映画、文学、漫画、芸術、演劇、まちづくり、銭湯、北海道日本ハムファイターズなどに関する感想や考察、イベントなどのレポート

『ぼく、学級会で議長になった』読書会@学習塾はる

拙著である『ぼく、学級会で議長になった』が発売されて一月半ほど経ちました。幸いにも、評判は上々のようです。昨年暮れには共著者の三神さんがAir-G’FM北海道)の番組Actionのチバカフェと言うコーナーにも出演されて本を紹介してくださるなど、いろいろと宣伝していただいています。

1月14日に幌平橋駅近くの学習塾はるにて月一回行っている読書会の課題本に『ぼく、学級会で議長になった』を選んでいただきました。元々この読書会は、仲間内で月一回行っているイベントで、読書会で話題になったトピックからよさげなものを、硬軟様々なものから課題本としてピックアップしています。これまで3年以上続いており、今回で40回目!その様子はこれまでも何回過去のブログでも紹介しています。以前ブログに書いた後も、ダニエル・カーネマン『ファスト&スロー』、デーヴ・グロスマン『戦争における「人殺し」の心理学 』の読書会が行われ、打って変わった選書となりました。メンバーは自由参加で、いつものメンツもいれば、今回で二回目という方、そして初めて参加された方が二人いらっしゃいました。

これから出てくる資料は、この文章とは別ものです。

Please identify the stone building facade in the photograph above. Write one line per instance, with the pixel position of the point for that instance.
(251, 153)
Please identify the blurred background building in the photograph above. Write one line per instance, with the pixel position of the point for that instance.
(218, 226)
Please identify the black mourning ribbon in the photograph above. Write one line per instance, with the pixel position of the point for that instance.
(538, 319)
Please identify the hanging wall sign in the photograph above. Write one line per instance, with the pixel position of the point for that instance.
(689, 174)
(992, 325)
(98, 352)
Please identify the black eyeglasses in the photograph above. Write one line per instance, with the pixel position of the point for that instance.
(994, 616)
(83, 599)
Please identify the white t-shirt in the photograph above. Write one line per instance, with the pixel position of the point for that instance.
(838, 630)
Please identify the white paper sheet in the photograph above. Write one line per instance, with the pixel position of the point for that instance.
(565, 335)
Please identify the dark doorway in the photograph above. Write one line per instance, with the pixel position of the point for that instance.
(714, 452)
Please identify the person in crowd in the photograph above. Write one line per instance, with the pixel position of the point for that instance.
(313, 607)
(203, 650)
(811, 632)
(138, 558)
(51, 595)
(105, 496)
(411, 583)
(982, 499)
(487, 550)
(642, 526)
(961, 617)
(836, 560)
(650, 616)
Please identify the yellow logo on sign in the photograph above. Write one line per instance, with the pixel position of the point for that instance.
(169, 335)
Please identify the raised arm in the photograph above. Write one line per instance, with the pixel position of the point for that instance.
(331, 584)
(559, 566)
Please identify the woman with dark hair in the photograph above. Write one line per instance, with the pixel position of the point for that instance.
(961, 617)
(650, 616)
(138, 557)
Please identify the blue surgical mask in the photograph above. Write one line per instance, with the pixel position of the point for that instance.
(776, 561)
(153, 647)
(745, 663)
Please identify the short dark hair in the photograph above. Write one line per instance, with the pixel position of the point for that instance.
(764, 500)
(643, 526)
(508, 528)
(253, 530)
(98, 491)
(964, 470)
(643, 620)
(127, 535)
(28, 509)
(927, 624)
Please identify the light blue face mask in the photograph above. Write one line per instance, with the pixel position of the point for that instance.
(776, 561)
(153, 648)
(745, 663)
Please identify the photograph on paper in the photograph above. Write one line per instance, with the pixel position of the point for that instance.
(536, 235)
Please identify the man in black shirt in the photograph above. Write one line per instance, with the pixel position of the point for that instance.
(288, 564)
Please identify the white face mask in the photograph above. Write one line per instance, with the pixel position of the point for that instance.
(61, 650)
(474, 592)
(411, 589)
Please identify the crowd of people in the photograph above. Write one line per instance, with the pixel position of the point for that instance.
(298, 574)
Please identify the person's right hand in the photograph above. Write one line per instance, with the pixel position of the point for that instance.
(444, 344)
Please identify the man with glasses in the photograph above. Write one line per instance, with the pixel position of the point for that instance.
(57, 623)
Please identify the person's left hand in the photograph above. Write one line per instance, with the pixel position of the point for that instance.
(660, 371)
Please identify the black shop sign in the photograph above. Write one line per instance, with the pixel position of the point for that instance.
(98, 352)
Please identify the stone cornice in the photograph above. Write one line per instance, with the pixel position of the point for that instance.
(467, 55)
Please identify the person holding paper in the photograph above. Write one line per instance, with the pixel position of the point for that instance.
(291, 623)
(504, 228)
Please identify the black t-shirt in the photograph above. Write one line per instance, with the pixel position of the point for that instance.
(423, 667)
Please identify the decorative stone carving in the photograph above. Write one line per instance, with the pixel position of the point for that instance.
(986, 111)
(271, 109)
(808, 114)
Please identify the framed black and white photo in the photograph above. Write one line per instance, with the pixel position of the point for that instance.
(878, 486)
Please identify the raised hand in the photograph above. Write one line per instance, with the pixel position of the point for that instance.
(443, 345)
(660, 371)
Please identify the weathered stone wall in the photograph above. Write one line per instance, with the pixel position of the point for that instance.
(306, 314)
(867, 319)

さすがに自著が読書会で採り上げられるとは夢にも思いませんでしたが、予想に反して、本の内容を事細かに取り上げて作者がまな板の鯉にされる、というわけではなく、ファシリテーションを教育に導入することの意義や問題点について、様々な論点から議論が飛び出しました。そのほとんどは、本書の内容を遙かに超えた議論になって、場は大きく盛り上がりました。


・本の内容はセミナーの教員のやっていることに近い。
・日本の義務教育は一方的に先生が学生に話すスタイルだが、ファシリテーションを取り入れることによって、よけいな分断が起きるかもしれない。
・学生が授業何も話さないのは、日本の「和」ではないか?
・現状では教員がファシリテーション教育を受けていないので、はたしてうまく教員がファシリテーションを授業に導入できるのか?
・教員養成の段階でファシリテーションを取り入れるべき。
ファシリテーションをうまくできる教員とそうでない教員の格差が生じるのではないか?ひいては学校格差になって表れてくるのではないか?
ファシリテーションを行うことによって、トラブルが起きるのでは?その対処は?
・教員同士の協力が必要。担任だけでは足りないので、学年全体での協力し合う必要がある→担任制を止めた方がいいのでは?
ファシリテーションを教育でやるにはエネルギーが必要。最初はクラブ活動からファシリテーションを始めるといい。
・学校教育でファシリテーションを導入する学校とそうでない学校の格差が生じる可能性がある。教員にどのようにファシリテーションのことを知ってもらうのか?
文科省トップダウン方式でファシリテーションをカリキュラムに取り入れるとロクなことにならないのではないか?
ファシリテーションは、役所が住民を説得される手段として使われているのが現状。
ファシリテーターが参加者を促す方向性が重要。
・そもそも学校で学芸会を行うとき、学芸会を行う意味はあるのか?という前提を疑う議論が出てきたときはどう対処するのか?
ファシリテーションはあくまで「促す」ことであって、教育の「進歩」ではない?
・そもそも教育でファシリテーションを行う意義はどこにあるのか?成績が上がるなど、わかりやすい成果の可視化が必要ではないか?
ファシリテーションで、少数意見、マイナーな意見をどうすくい上げるか?
そのためにも、多角的な意見をどう出すのかが重要。
有識者会議のように、日本は素人が専門的なことをやってはいけない、という風潮がファシリテーションの導入を妨げているのではないか?
・前提を均一化する必要がある。


以上のような議論が出ました。
というわけで、「教育でファシリテーションを」と呼びかけても実に多くのハードルがあるようです。私自身の感想としては、一口にファシリテーションと行っても結局は人間と人間の生々しいやりとりがウェイトを占めるため、人を通して学ぶのがファシリテーションの本質にあるのではないか、という思いを抱きました。

最後はみんなで記念写真!本当にありがたいですね。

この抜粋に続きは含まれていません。